Firefox add-on that creates .epub books from the about:reader and overdrive books

Geek Repo:Geek Repo

Github PK Tool:Github PK Tool

Error exporting forum posts to epub

wolftune opened this issue · comments

I found that Firefox reader mode works with posts in Discourse, for example https://meta.discourse.org/t/discourse-moderation-guide/63116

However, trying to export an epub of that gives: "TypeError: parsed is null"

Ugh, yes.

Firefox no longer lets extensions access the content of the reader mode pages, so this extension has to parse the page again.
The reader mode parser is available as an open software component, so that is generally not too much of a problem

I first thought that was outdated, nut I think the actual problem here is that Discourse loads its content separately from the page. So this extension doesn't support that, so it gets pretty much a blank page, which the reader software can't parse.

For now I have added a proper error message.
I have two Ideas how to solve this issue, but implementing that will take some time.

Ok, this went fairly quick. I've created a new dev version.
Since I don't really use the feature myself, could you please test it over the next few days and tell me if everything works as expected, so I can upload it on AMO?
The extension should tell you what to do when it fails to generate the book.

Hey that worked! I got the error in reader mode:

The version of the reader mode included with ePub Creator - DEV was unable to parse this article.
This can happen for pages that load their content dynamically.
Please close the reader mode and try again! 

And when I tried not in reader mode, it succeeded.


Still, some glitches inherited from reader-mode. The following issues are present in reader-mode itself within Firefox, so they are not caused by the plugin.

  • When I first exported the example above (https://meta.discourse.org/t/discourse-moderation-guide/63116), it exported the top post but no images were included
  • When I tried scrolling down and exporting from a lower reply in the topic, I got just the first post again but this time one of the several images was included but most were missing (the included one was the topic timer image).

So, functional for all-text first posts. Not functional for reading a back-and-forth thread…

Upon investigation, I realized that I can sometimes get either that one image or no images in reader mode, so this is not happening at the plugin level.

I am glad to hear that! Ill upload the new version to AMO now, and will leave the previous about:reader workaround in it for now.


Yes I noticed that too.
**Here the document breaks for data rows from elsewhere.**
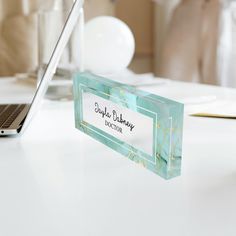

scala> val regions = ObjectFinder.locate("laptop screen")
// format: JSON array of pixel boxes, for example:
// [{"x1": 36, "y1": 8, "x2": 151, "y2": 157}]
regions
[
  {"x1": 37, "y1": 0, "x2": 82, "y2": 97},
  {"x1": 21, "y1": 0, "x2": 84, "y2": 131}
]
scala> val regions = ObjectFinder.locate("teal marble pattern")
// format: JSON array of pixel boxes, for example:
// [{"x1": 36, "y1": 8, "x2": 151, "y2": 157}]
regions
[{"x1": 73, "y1": 72, "x2": 184, "y2": 179}]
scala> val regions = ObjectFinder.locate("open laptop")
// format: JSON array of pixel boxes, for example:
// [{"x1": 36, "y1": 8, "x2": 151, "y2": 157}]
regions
[{"x1": 0, "y1": 0, "x2": 84, "y2": 136}]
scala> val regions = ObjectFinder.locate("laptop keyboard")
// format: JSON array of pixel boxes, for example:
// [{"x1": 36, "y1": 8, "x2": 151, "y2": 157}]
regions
[{"x1": 0, "y1": 104, "x2": 27, "y2": 129}]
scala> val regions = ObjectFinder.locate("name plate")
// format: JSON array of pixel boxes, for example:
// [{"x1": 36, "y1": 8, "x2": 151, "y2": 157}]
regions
[{"x1": 73, "y1": 73, "x2": 184, "y2": 179}]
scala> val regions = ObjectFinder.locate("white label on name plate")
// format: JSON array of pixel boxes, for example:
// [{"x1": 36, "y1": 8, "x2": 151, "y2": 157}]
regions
[{"x1": 82, "y1": 91, "x2": 154, "y2": 156}]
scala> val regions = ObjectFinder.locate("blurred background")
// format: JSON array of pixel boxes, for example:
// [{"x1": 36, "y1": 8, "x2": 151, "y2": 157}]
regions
[{"x1": 0, "y1": 0, "x2": 235, "y2": 87}]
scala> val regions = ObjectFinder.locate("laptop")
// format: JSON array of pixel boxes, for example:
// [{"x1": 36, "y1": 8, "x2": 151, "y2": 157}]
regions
[{"x1": 0, "y1": 0, "x2": 84, "y2": 136}]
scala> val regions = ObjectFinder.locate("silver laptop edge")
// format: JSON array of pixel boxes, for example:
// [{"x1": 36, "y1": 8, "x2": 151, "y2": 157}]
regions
[{"x1": 0, "y1": 0, "x2": 84, "y2": 136}]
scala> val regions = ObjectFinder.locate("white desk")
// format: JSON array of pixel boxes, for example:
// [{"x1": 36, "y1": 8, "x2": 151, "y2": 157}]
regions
[{"x1": 0, "y1": 77, "x2": 236, "y2": 236}]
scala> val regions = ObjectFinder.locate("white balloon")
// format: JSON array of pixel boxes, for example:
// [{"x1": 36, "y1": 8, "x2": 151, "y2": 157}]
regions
[{"x1": 84, "y1": 16, "x2": 135, "y2": 75}]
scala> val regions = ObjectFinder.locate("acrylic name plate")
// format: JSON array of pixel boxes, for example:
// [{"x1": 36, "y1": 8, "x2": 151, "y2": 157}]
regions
[{"x1": 73, "y1": 72, "x2": 184, "y2": 179}]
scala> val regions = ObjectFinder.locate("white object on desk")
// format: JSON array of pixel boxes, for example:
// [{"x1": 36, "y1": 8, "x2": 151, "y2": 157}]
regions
[
  {"x1": 84, "y1": 16, "x2": 135, "y2": 74},
  {"x1": 189, "y1": 100, "x2": 236, "y2": 118}
]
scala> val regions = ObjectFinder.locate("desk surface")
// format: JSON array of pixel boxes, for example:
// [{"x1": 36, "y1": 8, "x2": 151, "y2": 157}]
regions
[{"x1": 0, "y1": 78, "x2": 236, "y2": 236}]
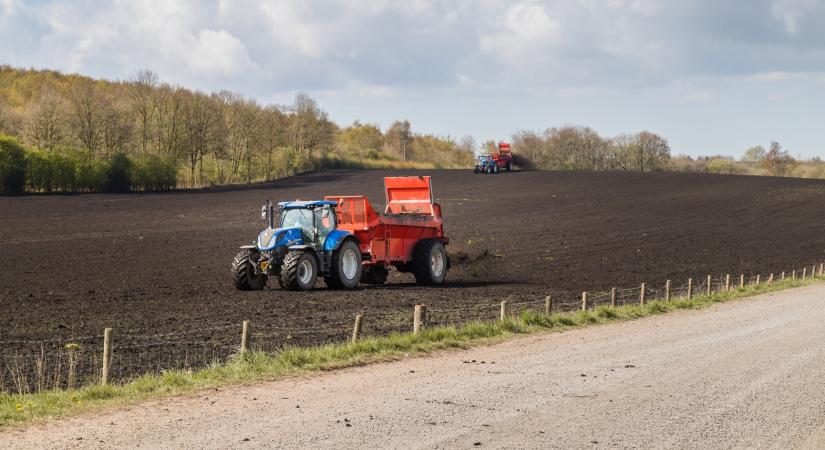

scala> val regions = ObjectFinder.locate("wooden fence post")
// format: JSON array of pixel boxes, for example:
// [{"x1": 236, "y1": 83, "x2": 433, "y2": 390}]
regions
[
  {"x1": 544, "y1": 295, "x2": 552, "y2": 316},
  {"x1": 640, "y1": 283, "x2": 646, "y2": 306},
  {"x1": 768, "y1": 273, "x2": 774, "y2": 284},
  {"x1": 803, "y1": 268, "x2": 807, "y2": 279},
  {"x1": 610, "y1": 287, "x2": 617, "y2": 307},
  {"x1": 352, "y1": 314, "x2": 363, "y2": 343},
  {"x1": 812, "y1": 265, "x2": 816, "y2": 278},
  {"x1": 725, "y1": 274, "x2": 731, "y2": 292},
  {"x1": 499, "y1": 301, "x2": 507, "y2": 321},
  {"x1": 756, "y1": 274, "x2": 760, "y2": 286},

Its odd that only one of the images are included on the reader mode (notice though, that it is the only one that can not be expanded, and even that is marked as lazyload, which means unless you scroll down, it won't be loaded yet).
Readability.js (the library behind it) certainly isn't perfect, but considering what it gets to work with, its generally pretty good. In this case, I guess it just grabs the longest sequence of paragraphs.
If you have any concrete improvement suggestions for the parser, you can certainly raise them directly at Readability.js.